The locations, however, were not exactly terpsichorean-friendly, with Post:ballet’s 11 dancers deploying Thiessen’s choreography during a three-week camping sojourn across California. In addition to the desert location, sites included the Ancient Bristlecone Pine Forest in the White Mountains in Inyo County.
So, the myth of the doomed lovers Orpheus and Eurydice — dancers Babatunji Johnson and Moscelyne ParkeHarrison, respectively — has never looked quite like this before. Eurydice sports hiking boots, while other dancers are seen careening off of boulders, wrestling with one another, and dealing with extreme weather conditions. (Spoiler alert: In the finale, Johnson’s Orpheus is the only dancer who moves from screen to stage.)
Dekkers recalled that the setting for the overworld of the story “was on a friend’s property next to the Tahoe National Forest, and we were able to camp on their land and to film in the forest areas around there. All of those opening forest scenes we filmed at the Yuba River, and the cave scene, Hoyt’s Crossing, was the entrance to the underworld.
“We had to drive there, hike for 30 minutes, ford the river, go through a milelong tunnel to get to the other side,” Dekkers added. “Friends lived there, so I had explored it before. We were on such a tight schedule, and three weeks goes by fast when you’re making a full-length film. Every day we had to travel, and if a dancer had a really big scene, they would have the next day off. [Cinematographer] Ben [Tarquin] was working every day. Even on our day off, he wanted to get underwater shots, so he took Moussey to a river.”
And according to Dekkers, who is also artistic director of Berkeley Ballet Theater, Tarquin not only filmed and edited Lyra but could have been a dancer himself, “leaping from rock to rock. He was like a mountain goat and never lost his patience. He stayed so calm. The week before we left, I would say, ‘We should cancel this and make it in Golden Gate Park. I’m responsible for 15 humans’ lives.’ [But] everyone stayed positive. When someone was struggling, everyone leaned in. It’s an experience I’ll never forget: supporting each other and working together.”
It’s working collegially that has also made TLES a groundbreaking and thriving partnership. When asked why a duo in particular suited his vision, Meyerson replied, “The sonic palette is infinite. The sound of anything can be struck — guitar, anything manifested digitally. … Smaller forces allow us the flexibility of working with others [and] with other disciplines.

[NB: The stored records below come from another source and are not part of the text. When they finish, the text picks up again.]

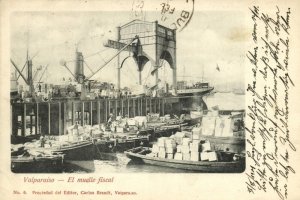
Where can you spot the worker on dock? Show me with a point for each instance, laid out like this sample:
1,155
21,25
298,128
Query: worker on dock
42,140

“We’re also able to be flexible in terms of our forces. The fact that there’s two of us gives us flexibility and adaptability that [our] instrumentation allows. It’s like a marriage in a way, [like] any other sort of professional collaboration that lasts for a long time.”

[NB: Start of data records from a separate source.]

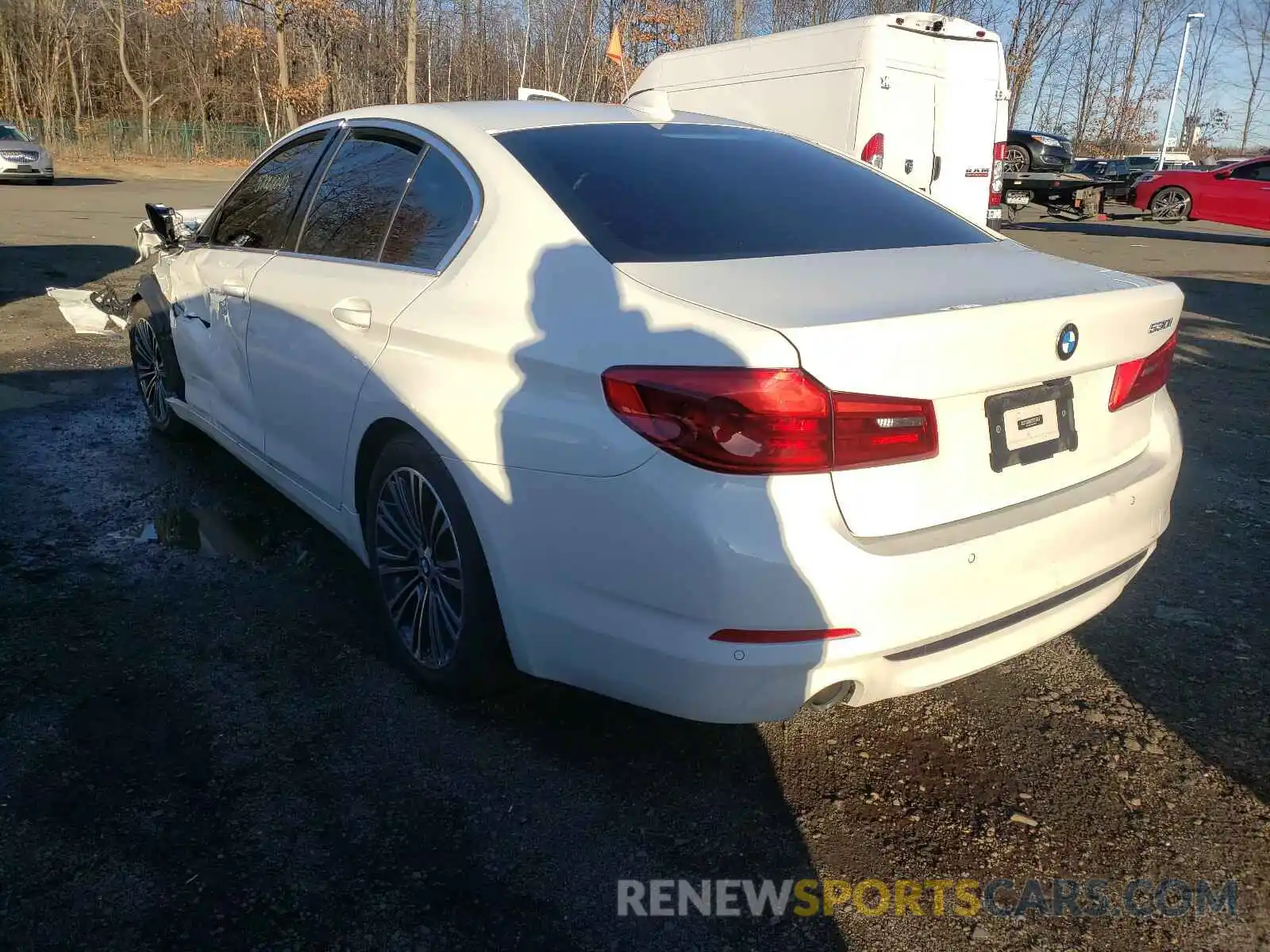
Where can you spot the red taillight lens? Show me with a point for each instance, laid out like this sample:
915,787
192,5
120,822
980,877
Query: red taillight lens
1142,378
869,431
746,636
999,175
765,422
873,150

Sure enough, there are ups and downs. But Andrews attributes his and his partner’s compatibility to their differences: “I took a Myers-Briggs personality test 10 years ago. It was when Cambridge Analytica was putting all those things on Facebook to see which Harry Potter role you were. I hadn’t taken one since high school, and [Andy and I] did not have a single letter in common.
“I was an ISTJ: introverted, sensing, thinking, judging,” Andrews recalled, “and Andy was the opposite, ENFP [extroverted, intuitive, feeling, prospecting]. That explained a lot about what was going on in our dynamics, and we realized it was also a strength for us — that we approach things very differently. It has worked out. I get along with Andy better than I ever have. It’s a great thing personally and professionally.
“It would be the same,” the guitarist opined, “if you put two indoor cats together. They start hissing at each other because they’re very alike. I don’t think Andy and I would have been working together if we were alike. Andy fills in a lot of gaps for me in the way I think and see the world. I hope I do the same for him.”